Baylor took the field as the home team on a warm night at Rosenblatt Stadium behind junior lefthander Cory VanAllen. After a scoreless first inning, Tulane went on the attack in the top of the 2nd. A Greg Dini RBI single put the Green Wave on the board first, followed by a Mark Hamilton 2 run homer to right to make it 3-0 Tulane. The inning continued to unravel for Baylor as the aided Tulane with two errors and a walk. By the time the Bears were back in the dugout, they were facing a 6-0 deficit. VanAllen would settle in and pitch into the 5th but the Baylor bats were unable to muster anything against Tulane's J.R. Crowel through the first 6 innings. The Bears trailed 7-0 with 3 innings left to play.
BU finally began to chip away at the lead in the bottom of the 7th. Paul Witt got the Bears off the schneid, scoring on a wild pitch. Michael Griffin and Kyle Reynolds followed with run-producing hits to make it a 7-3 ballgame, knocking Crowel out of the game in the process. Although Baylor wasn't able to get any closer in the 7th, reliever Abe Woody, who entered in the 5th to replace VanAllen, continued to mow down Tulane hitters to keep the Bears within striking distance. In the bottom of the 8th, a 2 out double steal set up Griffin who shot one through the left side of the infield to score Witt and Seth Fortenberry. Heading to the 9th inning, Baylor had drawn to within 7-5. Woody set the Green Wave down in order to complete 4.1 innings of 2 hit, shutout relief to set the stage for the bottom of the 9th.

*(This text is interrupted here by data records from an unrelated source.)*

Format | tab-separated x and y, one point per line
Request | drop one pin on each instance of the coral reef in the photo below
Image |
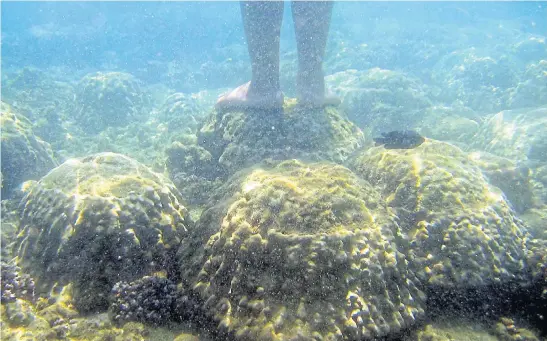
515	134
97	221
460	229
300	250
151	299
507	331
193	171
455	124
236	139
15	284
513	178
24	155
480	80
106	99
184	112
381	99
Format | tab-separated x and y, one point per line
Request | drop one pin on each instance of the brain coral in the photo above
461	230
303	251
24	156
237	140
109	99
96	221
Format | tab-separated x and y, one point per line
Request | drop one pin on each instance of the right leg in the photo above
262	24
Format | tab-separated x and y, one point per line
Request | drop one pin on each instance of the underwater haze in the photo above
382	177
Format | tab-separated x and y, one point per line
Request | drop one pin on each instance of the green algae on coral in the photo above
303	249
24	155
96	221
460	229
109	99
237	140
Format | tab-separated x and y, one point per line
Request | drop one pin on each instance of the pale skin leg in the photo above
262	24
311	25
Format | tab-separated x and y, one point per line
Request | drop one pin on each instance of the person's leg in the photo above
311	25
262	24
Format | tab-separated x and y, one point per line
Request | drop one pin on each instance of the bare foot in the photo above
243	97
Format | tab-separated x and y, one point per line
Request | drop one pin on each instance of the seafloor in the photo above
133	211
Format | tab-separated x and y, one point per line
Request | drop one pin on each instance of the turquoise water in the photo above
121	179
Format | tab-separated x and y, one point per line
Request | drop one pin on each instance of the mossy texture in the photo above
301	250
96	221
460	229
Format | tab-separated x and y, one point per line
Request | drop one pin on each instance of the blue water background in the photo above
137	37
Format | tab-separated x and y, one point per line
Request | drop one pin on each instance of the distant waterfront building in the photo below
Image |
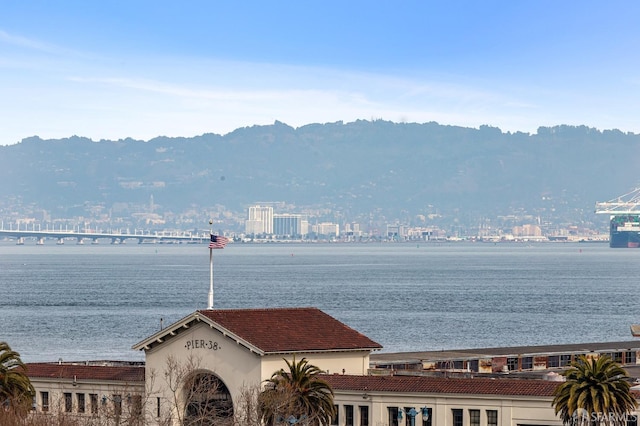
260	220
290	225
326	228
527	231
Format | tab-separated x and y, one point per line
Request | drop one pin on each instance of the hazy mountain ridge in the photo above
400	169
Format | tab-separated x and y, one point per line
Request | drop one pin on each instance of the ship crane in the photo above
628	203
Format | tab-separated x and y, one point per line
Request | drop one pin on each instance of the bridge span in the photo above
94	237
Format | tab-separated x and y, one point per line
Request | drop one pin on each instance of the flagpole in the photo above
210	268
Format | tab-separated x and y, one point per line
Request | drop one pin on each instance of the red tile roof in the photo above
290	329
440	385
85	372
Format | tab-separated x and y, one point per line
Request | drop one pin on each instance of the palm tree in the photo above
595	392
16	390
297	395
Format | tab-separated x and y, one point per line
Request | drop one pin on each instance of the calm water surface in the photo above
96	301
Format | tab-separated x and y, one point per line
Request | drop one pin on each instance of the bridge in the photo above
94	237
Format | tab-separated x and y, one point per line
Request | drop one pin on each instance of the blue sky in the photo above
141	69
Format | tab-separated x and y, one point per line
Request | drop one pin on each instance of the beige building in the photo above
236	350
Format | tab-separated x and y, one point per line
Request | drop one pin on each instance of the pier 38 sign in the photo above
211	345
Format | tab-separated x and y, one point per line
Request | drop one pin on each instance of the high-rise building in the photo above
260	220
290	225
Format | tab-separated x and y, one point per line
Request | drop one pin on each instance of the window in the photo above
393	416
93	403
68	402
474	417
136	406
44	397
117	405
336	418
457	416
80	401
492	417
474	365
427	422
348	415
364	415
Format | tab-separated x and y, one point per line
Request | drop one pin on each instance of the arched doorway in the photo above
208	401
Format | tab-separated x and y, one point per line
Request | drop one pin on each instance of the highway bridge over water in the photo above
115	238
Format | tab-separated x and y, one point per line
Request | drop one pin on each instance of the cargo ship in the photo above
624	231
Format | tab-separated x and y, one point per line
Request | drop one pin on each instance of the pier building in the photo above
236	350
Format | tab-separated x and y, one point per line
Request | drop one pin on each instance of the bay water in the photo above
93	302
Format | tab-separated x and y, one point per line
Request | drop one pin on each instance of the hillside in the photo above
396	170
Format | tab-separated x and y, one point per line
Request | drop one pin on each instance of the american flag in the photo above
218	241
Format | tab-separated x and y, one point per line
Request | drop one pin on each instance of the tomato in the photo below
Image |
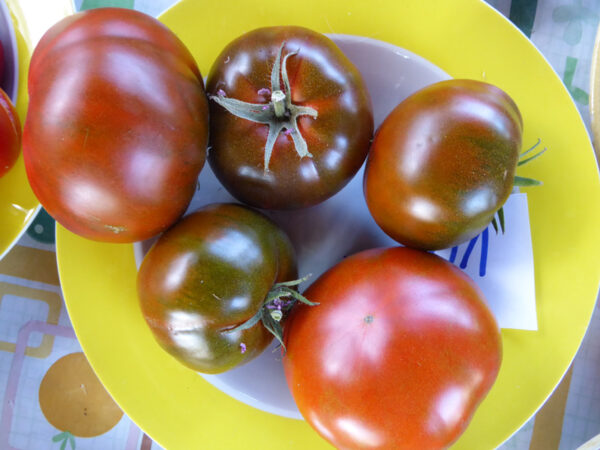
10	134
291	118
116	131
399	353
206	278
443	162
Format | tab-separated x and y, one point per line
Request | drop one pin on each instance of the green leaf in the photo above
501	218
495	224
294	282
531	158
530	149
523	181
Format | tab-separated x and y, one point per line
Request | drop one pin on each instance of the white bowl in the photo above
319	244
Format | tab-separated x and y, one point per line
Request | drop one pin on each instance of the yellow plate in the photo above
18	204
466	38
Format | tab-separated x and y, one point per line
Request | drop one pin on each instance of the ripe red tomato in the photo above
10	134
116	131
208	275
399	353
291	118
443	162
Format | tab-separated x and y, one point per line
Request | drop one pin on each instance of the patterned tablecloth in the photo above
49	396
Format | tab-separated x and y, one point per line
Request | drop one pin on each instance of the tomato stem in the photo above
276	306
278	100
279	114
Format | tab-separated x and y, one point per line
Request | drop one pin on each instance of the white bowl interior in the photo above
324	234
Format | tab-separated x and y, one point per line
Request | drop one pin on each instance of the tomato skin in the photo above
117	125
443	162
10	134
398	354
208	274
321	77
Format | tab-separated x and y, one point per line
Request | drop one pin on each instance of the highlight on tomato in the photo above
216	287
399	353
117	126
443	163
291	118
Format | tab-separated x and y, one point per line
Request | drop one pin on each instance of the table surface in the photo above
42	369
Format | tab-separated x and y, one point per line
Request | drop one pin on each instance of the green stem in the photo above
279	100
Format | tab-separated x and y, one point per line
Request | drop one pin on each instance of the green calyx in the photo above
280	114
276	306
524	158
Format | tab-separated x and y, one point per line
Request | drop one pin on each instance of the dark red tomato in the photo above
10	134
291	118
399	353
443	162
206	277
117	126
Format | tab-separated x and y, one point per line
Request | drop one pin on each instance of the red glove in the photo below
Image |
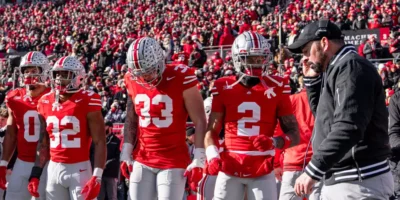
194	176
33	187
263	142
92	188
126	169
214	166
3	181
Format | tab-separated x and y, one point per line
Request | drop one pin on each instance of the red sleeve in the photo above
189	78
217	101
94	102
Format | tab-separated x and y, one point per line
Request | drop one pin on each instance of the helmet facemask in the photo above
150	77
65	81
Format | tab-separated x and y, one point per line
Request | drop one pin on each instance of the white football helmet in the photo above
67	74
146	61
251	54
34	59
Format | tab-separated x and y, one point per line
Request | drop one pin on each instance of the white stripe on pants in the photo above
17	187
233	188
146	182
287	187
206	187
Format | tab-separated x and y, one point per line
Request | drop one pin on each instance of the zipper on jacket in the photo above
358	169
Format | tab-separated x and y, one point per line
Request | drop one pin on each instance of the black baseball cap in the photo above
310	33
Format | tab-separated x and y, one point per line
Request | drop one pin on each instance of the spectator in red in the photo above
372	48
375	22
188	45
361	47
217	60
226	38
246	26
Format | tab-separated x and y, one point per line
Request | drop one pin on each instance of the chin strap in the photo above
27	96
56	105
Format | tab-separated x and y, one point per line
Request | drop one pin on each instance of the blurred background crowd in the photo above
197	33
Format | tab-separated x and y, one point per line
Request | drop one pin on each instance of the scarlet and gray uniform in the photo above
26	118
159	159
253	111
69	167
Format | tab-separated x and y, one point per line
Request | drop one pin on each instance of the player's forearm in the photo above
43	147
9	143
208	139
131	124
200	133
43	154
100	154
290	127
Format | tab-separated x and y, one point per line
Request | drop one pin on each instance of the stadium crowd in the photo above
100	32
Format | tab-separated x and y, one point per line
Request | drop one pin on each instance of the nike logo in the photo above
170	78
246	175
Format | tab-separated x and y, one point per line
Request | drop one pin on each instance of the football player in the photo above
207	183
70	119
249	106
22	132
160	99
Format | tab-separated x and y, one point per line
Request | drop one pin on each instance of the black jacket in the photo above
350	138
394	125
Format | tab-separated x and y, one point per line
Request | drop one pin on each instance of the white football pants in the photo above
146	182
17	187
233	188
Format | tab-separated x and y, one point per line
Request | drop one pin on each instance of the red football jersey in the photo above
26	117
162	118
249	112
68	128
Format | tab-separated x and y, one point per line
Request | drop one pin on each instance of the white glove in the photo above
198	160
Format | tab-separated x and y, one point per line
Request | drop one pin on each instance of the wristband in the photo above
98	172
212	152
126	152
199	154
3	163
36	172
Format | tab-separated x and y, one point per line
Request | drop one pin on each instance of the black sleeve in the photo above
313	87
394	124
354	93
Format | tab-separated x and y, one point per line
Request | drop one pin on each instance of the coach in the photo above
350	138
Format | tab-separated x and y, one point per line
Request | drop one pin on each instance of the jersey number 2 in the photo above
62	137
256	116
166	113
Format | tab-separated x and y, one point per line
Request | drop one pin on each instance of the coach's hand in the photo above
304	185
33	187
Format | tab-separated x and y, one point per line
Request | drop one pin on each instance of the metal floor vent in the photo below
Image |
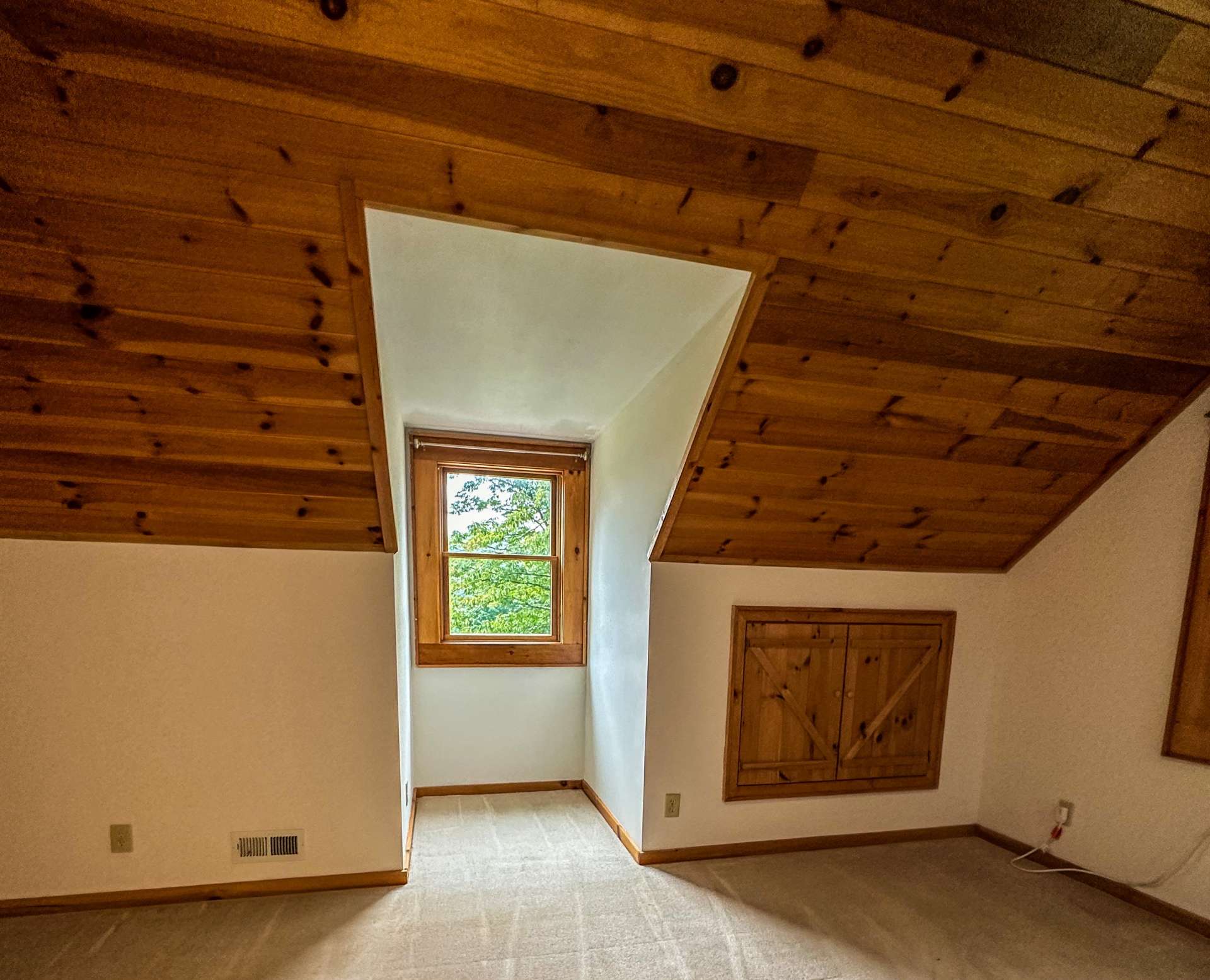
267	846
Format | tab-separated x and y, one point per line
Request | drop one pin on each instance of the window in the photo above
500	536
835	701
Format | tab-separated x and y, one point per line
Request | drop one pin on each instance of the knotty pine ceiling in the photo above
982	235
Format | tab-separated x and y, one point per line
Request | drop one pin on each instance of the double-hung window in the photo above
500	533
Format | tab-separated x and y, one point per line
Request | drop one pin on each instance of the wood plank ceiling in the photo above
982	235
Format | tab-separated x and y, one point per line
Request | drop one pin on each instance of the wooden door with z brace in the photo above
792	702
835	701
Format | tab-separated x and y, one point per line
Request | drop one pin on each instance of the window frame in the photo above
432	455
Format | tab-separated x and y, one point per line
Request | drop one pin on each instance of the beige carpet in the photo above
535	886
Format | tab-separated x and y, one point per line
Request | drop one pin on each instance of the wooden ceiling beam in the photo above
824	465
495	45
908	222
103	328
89	437
89	172
807	434
33	363
772	511
113	497
439	100
893	493
154	288
814	287
168	412
176	527
909	60
89	230
337	482
822	406
782	331
836	378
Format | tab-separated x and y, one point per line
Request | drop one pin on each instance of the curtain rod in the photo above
418	443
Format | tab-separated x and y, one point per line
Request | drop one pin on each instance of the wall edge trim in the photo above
477	789
230	889
1144	901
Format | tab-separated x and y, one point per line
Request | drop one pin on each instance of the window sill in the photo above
478	654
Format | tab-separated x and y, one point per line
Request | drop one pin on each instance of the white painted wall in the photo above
490	331
688	701
1082	688
498	723
192	693
635	463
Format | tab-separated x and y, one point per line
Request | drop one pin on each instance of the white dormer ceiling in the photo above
500	331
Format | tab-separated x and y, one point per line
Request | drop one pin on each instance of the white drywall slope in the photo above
1083	679
688	701
192	693
635	463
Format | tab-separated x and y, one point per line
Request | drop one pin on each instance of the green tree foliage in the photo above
512	516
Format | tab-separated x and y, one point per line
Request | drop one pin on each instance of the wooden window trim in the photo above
432	454
742	616
1186	734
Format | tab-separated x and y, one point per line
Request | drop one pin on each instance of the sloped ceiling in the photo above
983	245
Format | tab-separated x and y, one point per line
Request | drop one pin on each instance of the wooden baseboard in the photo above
408	836
608	814
1124	892
475	789
786	845
28	906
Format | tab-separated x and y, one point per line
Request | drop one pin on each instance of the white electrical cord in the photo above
1150	884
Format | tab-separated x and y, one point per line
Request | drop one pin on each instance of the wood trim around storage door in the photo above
1187	734
881	718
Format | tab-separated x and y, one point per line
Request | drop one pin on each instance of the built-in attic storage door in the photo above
790	712
835	701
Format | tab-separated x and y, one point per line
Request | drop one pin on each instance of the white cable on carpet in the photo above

After Josh Ford and Reid Brees led off with consecutive singles to put the tying runners on base, Zach Dillon squared away for a sacrifice bunt but pulled the bat back and slapped a double up the first base line. Pinch runner Jeff Mandel scored and all of a sudden, the Bears had the tying run at 3rd base and the winning run at 2nd with nobody out. Tulane decided to intentionally walk Kevin Russo after a pitching change to put a force at every base. Fortenberry had the first opportunity to be the hero but popped up to shortstop for the first out of the inning. Paul Witt stepped up to the plate where a hit could win a walkoff win but a ground ball could mean a season ending double play.
On the first pitch of the at bat from reliever Brandon Gomes, Witt hit a chopper back up the middle that initially looked like trouble for the Bears. But Tulane second baseman Joe Holland had to wait back on the ball to avoid taking a short hop. Holland fielded the hop cleanly and touched the second base bag for the second out of the inning. But with Russo bearing down on him, Holland made an errant throw to first as he tried to complete the double play and the ball skipped away from first baseman Micah Owings. Chase Gerdes scored on the forceout and Zach Dillon came screaming around third to beat Owings' throw home to give the Bears the improbable 8-7 win.
The comeback tied for the largest margin overcome in the College World Series since 1960. And the Bears did it against a Tulane team that came in with an incredible 56-11 record and a roster that included five players that would eventually see time in the Major Leagues. Baylor's season would come to an end the following night against their old nemesis from Austin, but they wouldn't have gotten to that point without what is arguably the greatest win in program history.